Intervention: Ofatumumab
Ofatumumab plus bendamustine
In this single arm, Phase II study, each patient who is willing to participate and is found eligible according to the inclusion and exclusion criteria will enter the treatment phase. Eligible subjects will be allocated to receive the following study treatments depending upon their previous CLL treatment status: Subjects with Untreated CLL: Up to 6 monthly intravenous infusions of Ofatumumab (Cycle 1: 300 mg Day 1 and 1000 mg Day 8; subsequent Cycles: 1000 mg at Day 1 every 28 days) in combination with up to 6 Cycles of intravenous infusions of bendamustine (90 mg/m2, Days 1 and 2; every 28 Days). Subjects with Relapsed CLL: Up to 6 monthly intravenous infusions of Ofatumumab (Cycle 1: 300 mg Day 1 and 1000 mg Day 8; subsequent Cycles: 1000 mg at Day 1 every 28 days) in combination with up to 6 Cycles of intravenous infusions of bendamustine (70 mg/m2, Days 1 and 2; every 28 Days).
Intervention: Bendamustine
Outcomes
Primary Outcomes
Number of Participants With Overall Response (OR), as Assessed by the Investigator
Time Frame: From the start of study treatment until 3 months after the last dose of study treatment
OR is defined as the number of participants achieving an objective response (complete response \[CR\], CR with incomplete bone marrow recovery \[CRi\], partial response \[PR\], and nodular PR \[nPR\]), after 3 cycles, after 6 cycles, and after the last dose of ofatumumab and bendamustine treatment. CR (all the criteria at least 2 months after last treatment): no lymphadenopathy (Ly)/ hepatomegaly/ splenomegaly/ constitutional symptoms; neutrophils \>1500 per microliter (µL), platelets (PL) \>100,000/µL, hemoglobin (Hb) \>11 grams/deciliter (g/dL), lymphocytes (LC) \<4000/µL, bone marrow (BM) sample must be normocellular for age, \<30% LC, no lymphoid nodule.

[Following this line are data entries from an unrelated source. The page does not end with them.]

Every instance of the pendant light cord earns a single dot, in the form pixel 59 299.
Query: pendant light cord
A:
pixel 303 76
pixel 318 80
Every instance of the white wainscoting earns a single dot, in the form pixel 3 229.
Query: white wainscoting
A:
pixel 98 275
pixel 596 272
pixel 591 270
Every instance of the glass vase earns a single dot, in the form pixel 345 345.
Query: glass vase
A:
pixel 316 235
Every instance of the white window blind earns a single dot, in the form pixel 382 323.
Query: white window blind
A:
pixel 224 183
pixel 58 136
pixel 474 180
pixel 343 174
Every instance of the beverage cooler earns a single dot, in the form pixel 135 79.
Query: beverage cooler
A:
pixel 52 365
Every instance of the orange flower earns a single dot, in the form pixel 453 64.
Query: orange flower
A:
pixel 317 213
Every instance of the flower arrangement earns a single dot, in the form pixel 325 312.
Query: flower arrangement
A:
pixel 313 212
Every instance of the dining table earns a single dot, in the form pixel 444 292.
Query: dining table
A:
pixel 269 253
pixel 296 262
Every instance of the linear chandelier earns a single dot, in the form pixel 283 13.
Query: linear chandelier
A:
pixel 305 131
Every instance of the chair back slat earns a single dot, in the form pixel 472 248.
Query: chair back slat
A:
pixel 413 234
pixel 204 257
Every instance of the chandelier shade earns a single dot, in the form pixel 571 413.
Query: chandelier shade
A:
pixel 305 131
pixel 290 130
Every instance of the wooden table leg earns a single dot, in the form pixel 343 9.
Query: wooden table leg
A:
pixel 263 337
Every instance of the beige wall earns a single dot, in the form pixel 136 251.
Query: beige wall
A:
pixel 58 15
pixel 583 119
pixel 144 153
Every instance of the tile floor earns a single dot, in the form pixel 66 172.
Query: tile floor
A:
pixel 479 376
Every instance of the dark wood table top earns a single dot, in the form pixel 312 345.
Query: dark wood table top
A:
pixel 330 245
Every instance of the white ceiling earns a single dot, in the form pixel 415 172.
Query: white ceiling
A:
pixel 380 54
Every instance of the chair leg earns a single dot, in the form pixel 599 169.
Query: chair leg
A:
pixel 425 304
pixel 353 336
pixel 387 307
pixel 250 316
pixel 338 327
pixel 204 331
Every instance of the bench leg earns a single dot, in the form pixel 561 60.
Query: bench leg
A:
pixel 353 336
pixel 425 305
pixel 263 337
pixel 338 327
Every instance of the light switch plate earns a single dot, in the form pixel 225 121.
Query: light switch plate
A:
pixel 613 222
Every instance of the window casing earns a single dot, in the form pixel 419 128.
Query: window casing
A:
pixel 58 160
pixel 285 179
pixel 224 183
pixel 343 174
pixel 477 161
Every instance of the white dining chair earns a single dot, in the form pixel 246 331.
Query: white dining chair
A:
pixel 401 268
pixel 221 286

CRi: CR criteria, persistent anemia/thrombocytopenia/neutropenia unrelated to CLL but related to drug toxicity. PR: \>=50% decrease in LC, Ly, size of liver and spleen and at least one of the following results: PL \>100,000/µL or 50% improvement over Baseline (BL), Hb \>11 g/dL or 50% improvement over BL, LC \<4000/µL. nPR: persistent nodules BM.
Secondary Outcomes
- Investigator-assessed Kaplan-meier Estimates of Duration of Response(From time of initial response (CR, CRi, nPR, or PR) to disease progression or death, whichever came first (up to 3 years after the last doseof study treatment))
- Investigator-Assessed Kaplan-Meier Estimates of Time to Progression(From the start of study treatment to disease progression (up to 3 years after the last dose of study treatment))

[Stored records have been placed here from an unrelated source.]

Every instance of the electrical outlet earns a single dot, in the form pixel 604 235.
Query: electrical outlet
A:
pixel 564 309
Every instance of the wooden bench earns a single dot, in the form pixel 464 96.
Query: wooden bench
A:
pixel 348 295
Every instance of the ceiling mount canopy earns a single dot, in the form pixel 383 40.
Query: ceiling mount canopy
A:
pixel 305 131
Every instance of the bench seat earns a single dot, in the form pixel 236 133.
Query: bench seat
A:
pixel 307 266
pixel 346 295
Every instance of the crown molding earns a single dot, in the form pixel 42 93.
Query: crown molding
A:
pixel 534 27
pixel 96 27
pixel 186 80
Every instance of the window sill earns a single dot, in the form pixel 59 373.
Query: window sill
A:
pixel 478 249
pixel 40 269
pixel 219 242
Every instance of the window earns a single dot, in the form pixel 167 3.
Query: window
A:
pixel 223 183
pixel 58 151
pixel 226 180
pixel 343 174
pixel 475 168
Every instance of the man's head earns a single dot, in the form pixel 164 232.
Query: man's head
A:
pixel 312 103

- Number of Participants With Overall Response (OR) With Computed Tomography (CT) Scan (CT Scan) Assessment, as Assessed by the Investigator(From the start of study treatment until 3 months after the last dose of study treatment)
- Number of Participants Who Received no Transfusion or at Least One Transfusion During the Study(From start of treatment until earliest date of disease progression or death (up to 3 years after the last dose of study treatment))
- Investigator-assessed Kaplan-meier Estimates of Time to Response(From the start of study treatment to the first response (CR, CRi, nPR, or PR) (up to 3 Month Follow-up (F/U) visit))
- Number of Participants With Complete Response (CR) With and Without a CT Scan Assessment After the Last Dose of Study Treatment, as Assessed by the Investigator(From the start of study treatment until 3 months after the last dose of study treatment)
- Investigator-assessed of Kaplan-meier Estimates of Progression-free Survival (PFS)(From the start of study treatment until earliest date of disease progression or death (up to 3 years after the last dose of study treatment))
- Investigator-assessed Kaplan-meier Estimates of Overall Survival(From the start of study treatment to the date of death due to any cause (up to 3 years after the last dose of study treatment))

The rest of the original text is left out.